Every evening when the weather was cold, Isaac left out a saucer of milk on the counter. Marianne and Charlie both asked about it a few times. He told them it was for passing hobgoblins who often migrated this time of year.
He really wasn’t sure whether they believed him or not, but they accepted it as a seasonal part of his bedtime routine. When the leaves changed colors and the air grew crisp, it was time to take out the little white saucer. They smiled when they saw it.
“It is getting a little chilly out,” Marianne said.
“It’s officially fall now,” Charlie agreed. “Dad’s leaving milk out on the counter.”
Some mornings the milk was gone. Some mornings it wasn’t. He never knew when hobgoblins or even brownies or fairies would be passing through. So, he always made sure to leave out the milk.
One morning, the milk was gone, and next to the saucer was a tiny pair of black and white striped mittens. Isaac, who had been reaching for the saucer, paused and looked around. No one in sight.
Perhaps they were just waiting for him to leave the room before coming back for their mittens. He quickly washed the saucer and put it away. Then he left the room for a little while. He could eat breakfast later.
But later, when Charlie and Marianne were ready for breakfast and they all went into the kitchen, the little mittens were still there. Charlie picked them up and stuck his fingertips into the mittens, stretching them out of shape. “I know Aunt Doris still things I’m little, but this is ridiculous.”
Marianne laughed. “Aunt Doris didn’t send those. They look like doll mittens. I wonder where they came from.”
“Some hobgoblins must have left them,” Isaac said. “It’s the right time of year for them, and the mittens were right by the empty saucer this morning.”
Marianne smiled brightly and nodded. “That’s right, the hobgoblins.

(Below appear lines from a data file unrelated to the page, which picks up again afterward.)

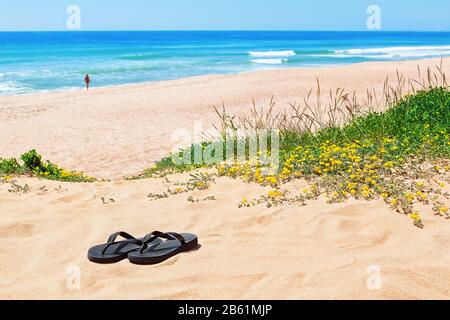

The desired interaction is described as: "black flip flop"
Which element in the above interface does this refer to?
[88,231,161,264]
[128,231,198,265]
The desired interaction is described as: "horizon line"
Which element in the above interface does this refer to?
[0,29,450,33]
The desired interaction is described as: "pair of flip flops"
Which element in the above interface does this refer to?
[88,231,198,265]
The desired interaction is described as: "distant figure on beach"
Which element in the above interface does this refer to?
[84,74,91,90]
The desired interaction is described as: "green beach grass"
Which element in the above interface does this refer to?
[142,87,450,227]
[0,78,450,228]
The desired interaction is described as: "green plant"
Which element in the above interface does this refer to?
[20,150,42,171]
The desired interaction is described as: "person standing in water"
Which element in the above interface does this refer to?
[84,74,91,90]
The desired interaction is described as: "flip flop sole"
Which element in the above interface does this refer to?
[128,234,198,265]
[87,239,161,264]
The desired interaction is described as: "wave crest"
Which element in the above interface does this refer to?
[248,50,297,58]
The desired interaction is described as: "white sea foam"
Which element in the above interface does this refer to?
[333,45,450,59]
[0,81,27,95]
[252,59,288,64]
[248,50,296,58]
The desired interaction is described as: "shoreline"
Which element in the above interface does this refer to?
[0,56,450,99]
[0,55,450,300]
[0,58,450,179]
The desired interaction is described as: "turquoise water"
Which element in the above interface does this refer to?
[0,31,450,95]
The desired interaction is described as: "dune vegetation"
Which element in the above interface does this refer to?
[146,68,450,227]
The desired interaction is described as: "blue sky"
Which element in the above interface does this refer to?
[0,0,450,31]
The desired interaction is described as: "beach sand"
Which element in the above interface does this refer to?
[0,59,450,299]
[0,177,450,299]
[0,58,450,178]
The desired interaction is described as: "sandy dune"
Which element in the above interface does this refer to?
[0,177,450,299]
[0,59,450,299]
[0,59,450,178]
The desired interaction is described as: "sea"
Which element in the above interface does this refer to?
[0,31,450,95]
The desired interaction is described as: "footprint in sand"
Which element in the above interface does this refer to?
[0,223,35,239]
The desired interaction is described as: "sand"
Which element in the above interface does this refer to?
[0,58,450,179]
[0,59,450,299]
[0,177,450,299]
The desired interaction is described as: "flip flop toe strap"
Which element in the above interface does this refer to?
[140,231,186,253]
[102,231,142,255]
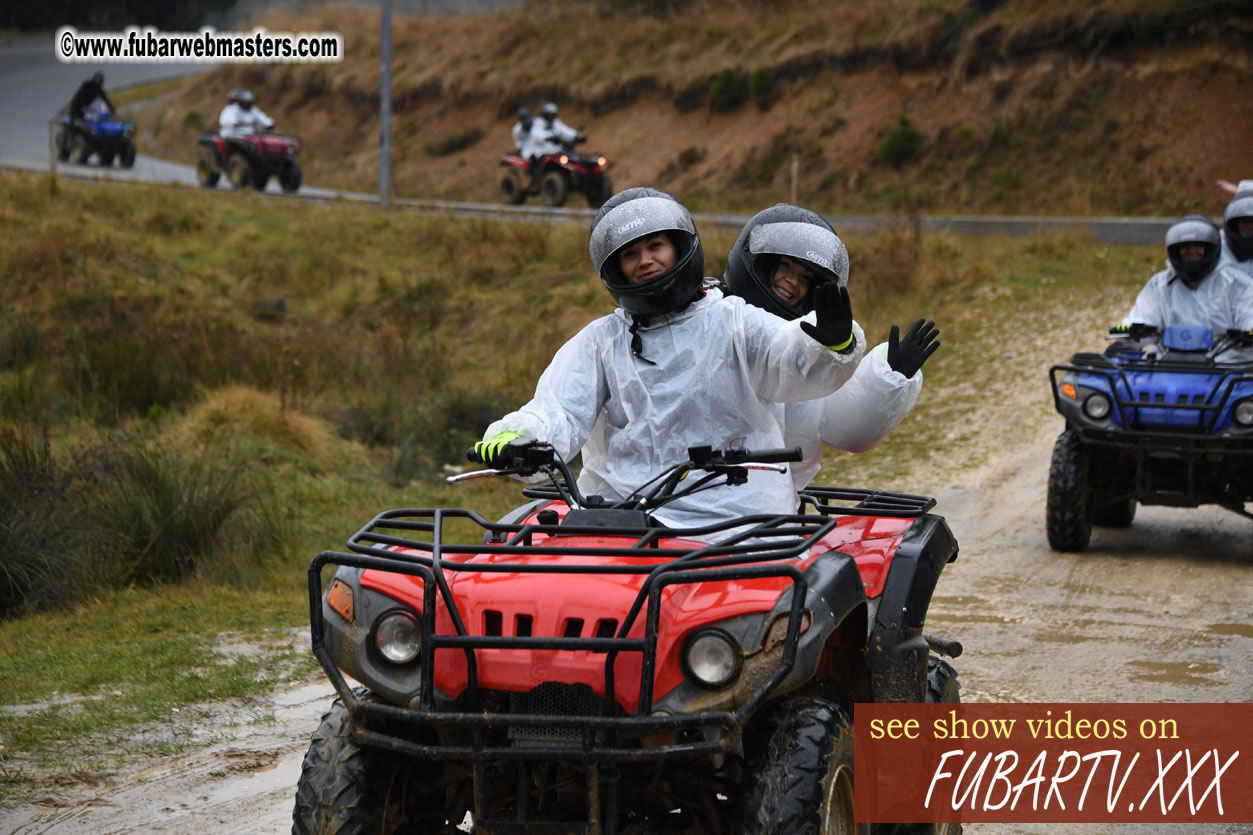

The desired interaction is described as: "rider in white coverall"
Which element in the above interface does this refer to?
[218,90,274,139]
[476,188,865,525]
[1123,214,1253,335]
[723,203,940,490]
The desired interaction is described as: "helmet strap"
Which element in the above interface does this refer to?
[630,313,657,365]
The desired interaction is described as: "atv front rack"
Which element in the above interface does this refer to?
[523,484,936,519]
[308,504,837,764]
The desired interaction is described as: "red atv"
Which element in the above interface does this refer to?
[293,444,961,835]
[499,134,614,208]
[195,133,301,193]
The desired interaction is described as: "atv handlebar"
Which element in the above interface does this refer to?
[461,443,804,510]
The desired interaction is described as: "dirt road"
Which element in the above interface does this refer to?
[0,425,1253,835]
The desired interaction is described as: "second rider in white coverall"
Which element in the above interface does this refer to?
[218,90,274,139]
[723,203,940,490]
[476,188,865,525]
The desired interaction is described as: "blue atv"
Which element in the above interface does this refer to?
[56,108,135,168]
[1046,325,1253,550]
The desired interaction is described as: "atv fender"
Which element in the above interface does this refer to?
[867,514,957,702]
[653,550,866,713]
[322,565,422,705]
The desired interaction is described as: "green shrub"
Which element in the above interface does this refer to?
[748,66,774,110]
[93,444,283,583]
[0,426,118,617]
[709,69,748,113]
[878,113,922,168]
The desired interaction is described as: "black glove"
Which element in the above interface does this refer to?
[1109,322,1158,340]
[801,281,857,354]
[887,318,940,380]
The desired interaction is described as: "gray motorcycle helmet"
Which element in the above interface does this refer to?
[1167,214,1223,288]
[588,188,704,317]
[723,203,848,320]
[1223,191,1253,261]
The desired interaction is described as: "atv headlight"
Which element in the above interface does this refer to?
[1234,400,1253,426]
[375,609,422,664]
[683,629,741,690]
[1084,391,1110,420]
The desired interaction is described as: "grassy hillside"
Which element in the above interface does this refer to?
[134,0,1253,216]
[0,174,1162,802]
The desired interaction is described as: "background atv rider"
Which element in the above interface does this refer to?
[476,188,865,527]
[519,102,580,179]
[69,73,117,128]
[1109,214,1253,350]
[218,90,274,139]
[723,203,940,490]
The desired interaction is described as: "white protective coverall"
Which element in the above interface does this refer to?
[1123,265,1253,336]
[218,102,274,139]
[512,122,535,159]
[783,342,922,490]
[531,118,579,155]
[484,290,865,527]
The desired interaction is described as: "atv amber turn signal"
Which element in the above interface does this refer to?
[326,579,353,623]
[1235,400,1253,426]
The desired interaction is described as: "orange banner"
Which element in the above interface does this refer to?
[853,703,1253,824]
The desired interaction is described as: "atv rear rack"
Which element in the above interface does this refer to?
[308,506,837,764]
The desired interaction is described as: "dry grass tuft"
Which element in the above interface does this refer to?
[167,385,336,465]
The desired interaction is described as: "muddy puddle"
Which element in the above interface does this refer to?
[0,429,1253,835]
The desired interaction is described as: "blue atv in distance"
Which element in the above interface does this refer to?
[56,108,135,168]
[1045,325,1253,552]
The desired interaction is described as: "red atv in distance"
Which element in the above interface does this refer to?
[195,133,301,193]
[292,445,961,835]
[499,133,614,208]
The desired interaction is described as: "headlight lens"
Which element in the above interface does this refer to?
[1084,391,1110,420]
[375,609,422,664]
[1235,400,1253,426]
[683,629,739,688]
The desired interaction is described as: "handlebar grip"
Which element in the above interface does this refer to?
[748,446,804,464]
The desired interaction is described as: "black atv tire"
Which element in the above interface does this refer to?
[586,177,614,208]
[496,168,526,206]
[292,690,469,835]
[1093,499,1135,528]
[739,698,870,835]
[195,148,222,188]
[927,656,961,705]
[278,159,303,194]
[70,134,91,165]
[540,171,570,208]
[1045,429,1093,552]
[227,154,252,188]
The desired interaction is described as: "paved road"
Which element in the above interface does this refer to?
[0,38,337,197]
[0,38,1170,244]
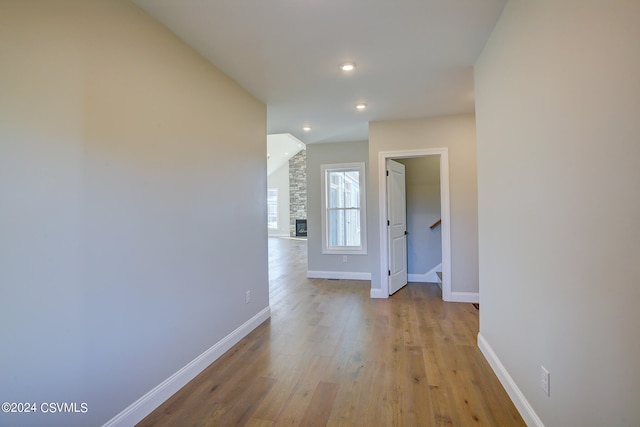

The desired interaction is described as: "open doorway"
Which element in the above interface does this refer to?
[378,148,451,301]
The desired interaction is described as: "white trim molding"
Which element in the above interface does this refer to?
[103,307,271,427]
[448,292,480,303]
[371,148,453,301]
[478,333,544,427]
[307,271,371,280]
[407,263,442,283]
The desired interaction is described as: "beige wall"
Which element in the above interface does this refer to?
[0,0,268,426]
[475,0,640,427]
[367,114,478,293]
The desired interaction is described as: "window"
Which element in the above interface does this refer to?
[267,188,278,228]
[322,163,367,254]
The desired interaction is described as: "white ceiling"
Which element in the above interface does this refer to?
[134,0,506,143]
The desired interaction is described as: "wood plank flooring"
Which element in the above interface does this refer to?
[138,238,525,427]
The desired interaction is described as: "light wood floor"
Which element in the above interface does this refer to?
[139,238,525,427]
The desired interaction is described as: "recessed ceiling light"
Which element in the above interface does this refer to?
[340,62,356,71]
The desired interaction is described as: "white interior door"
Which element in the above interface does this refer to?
[387,160,407,295]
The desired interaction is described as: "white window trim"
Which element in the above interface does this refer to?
[320,162,367,255]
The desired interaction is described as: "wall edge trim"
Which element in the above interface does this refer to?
[478,333,544,427]
[103,306,271,427]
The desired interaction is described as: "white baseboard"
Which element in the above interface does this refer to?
[446,292,480,303]
[307,271,371,280]
[407,263,442,283]
[103,307,271,427]
[369,288,389,298]
[478,333,544,427]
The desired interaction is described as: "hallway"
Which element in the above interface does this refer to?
[139,238,524,426]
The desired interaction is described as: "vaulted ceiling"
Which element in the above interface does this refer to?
[134,0,506,144]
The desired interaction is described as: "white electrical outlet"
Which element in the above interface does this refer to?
[540,365,550,396]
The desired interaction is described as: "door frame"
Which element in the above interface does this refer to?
[376,147,451,301]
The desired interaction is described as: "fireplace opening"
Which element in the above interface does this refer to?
[296,219,307,236]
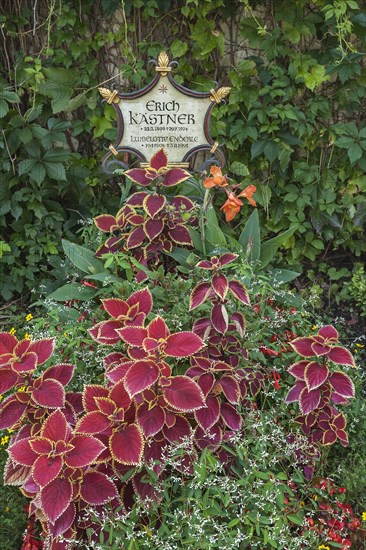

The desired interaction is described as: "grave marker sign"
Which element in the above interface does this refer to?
[99,52,230,172]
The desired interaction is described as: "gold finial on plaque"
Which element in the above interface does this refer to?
[155,52,172,76]
[210,88,231,103]
[210,141,219,154]
[98,88,119,105]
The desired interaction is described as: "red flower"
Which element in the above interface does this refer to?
[203,166,228,189]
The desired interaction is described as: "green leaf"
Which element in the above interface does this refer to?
[45,162,67,181]
[43,147,70,162]
[347,143,362,164]
[227,518,241,529]
[170,40,188,57]
[29,162,46,185]
[62,239,105,273]
[250,141,266,160]
[230,162,250,176]
[206,206,226,246]
[47,283,98,302]
[271,269,301,284]
[239,209,261,261]
[0,99,9,118]
[260,227,296,269]
[18,159,37,176]
[286,514,304,526]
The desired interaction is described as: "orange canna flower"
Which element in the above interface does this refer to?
[203,166,229,189]
[220,193,243,222]
[238,185,257,206]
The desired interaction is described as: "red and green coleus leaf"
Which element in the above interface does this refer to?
[32,455,63,487]
[162,376,205,412]
[127,288,153,315]
[42,363,75,387]
[0,395,27,430]
[328,346,356,367]
[299,388,321,414]
[124,360,160,397]
[126,226,146,250]
[65,435,105,468]
[304,361,329,391]
[143,219,164,241]
[164,331,205,357]
[168,224,192,246]
[32,378,65,409]
[88,319,123,346]
[83,384,109,412]
[109,424,144,466]
[285,380,306,403]
[8,438,39,467]
[189,282,211,310]
[211,304,229,334]
[124,168,156,187]
[0,332,18,356]
[162,168,191,187]
[11,352,37,374]
[0,367,21,394]
[40,410,70,441]
[290,337,315,357]
[287,361,310,380]
[194,395,220,430]
[40,477,72,523]
[75,411,111,435]
[136,403,165,438]
[80,471,118,506]
[194,424,222,452]
[328,371,355,399]
[217,374,240,405]
[142,193,166,218]
[211,273,229,300]
[163,414,191,444]
[229,281,250,306]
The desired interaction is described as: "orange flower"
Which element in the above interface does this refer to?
[220,193,243,222]
[239,185,257,206]
[203,166,229,189]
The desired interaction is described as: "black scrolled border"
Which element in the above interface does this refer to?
[102,60,226,174]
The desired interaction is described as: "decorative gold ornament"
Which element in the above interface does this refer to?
[98,88,120,105]
[210,141,219,154]
[155,52,172,76]
[210,88,231,103]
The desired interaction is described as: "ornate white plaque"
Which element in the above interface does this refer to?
[99,52,230,172]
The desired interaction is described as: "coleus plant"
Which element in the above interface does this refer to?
[94,149,197,282]
[285,325,355,446]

And they report to Santa, don’t they? So you’d better be good, Charlie.”
“I thought it was elves that reported to Santa.” Charlie frowned. “And I’m always good. When am I not good? I don’t need goblins watching me.”
“Maybe we could bake cookies for the goblins later.” Marianne started shuffling through the box of cookie cutters. “They’d have to be little cookies, of course.”
Charlie sat up straighter. “Cookies? Sure. We could bake some for the goblins and some for us, right?”
“They’re hobgoblins,” Isaac corrected, but they were too busy hunting through the cookie cutters, and he needed to leave for work. He let it be.
That evening, he left the mittens and cookies by the saucer of milk before bed. After reading to Charlie, he joined Marianne in the living room. She looked up from her book when he sat down.
“Goblin mittens? That was such a cute idea. Where did you find them?” she asked.
“Hobgoblin mittens. They were there by the saucer.” Isaac shrugged.
Marianne laughed. “I see. Well, I look forward to seeing if they leave anything behind tomorrow.”
The next morning, there was a little thank you note by the saucer. The mittens and cookies were gone. Marianne and Charlie started leaving small things for the hobgoblins from time to time, and the hobgoblins always left a thank you note. However, they never left behind any more mittens.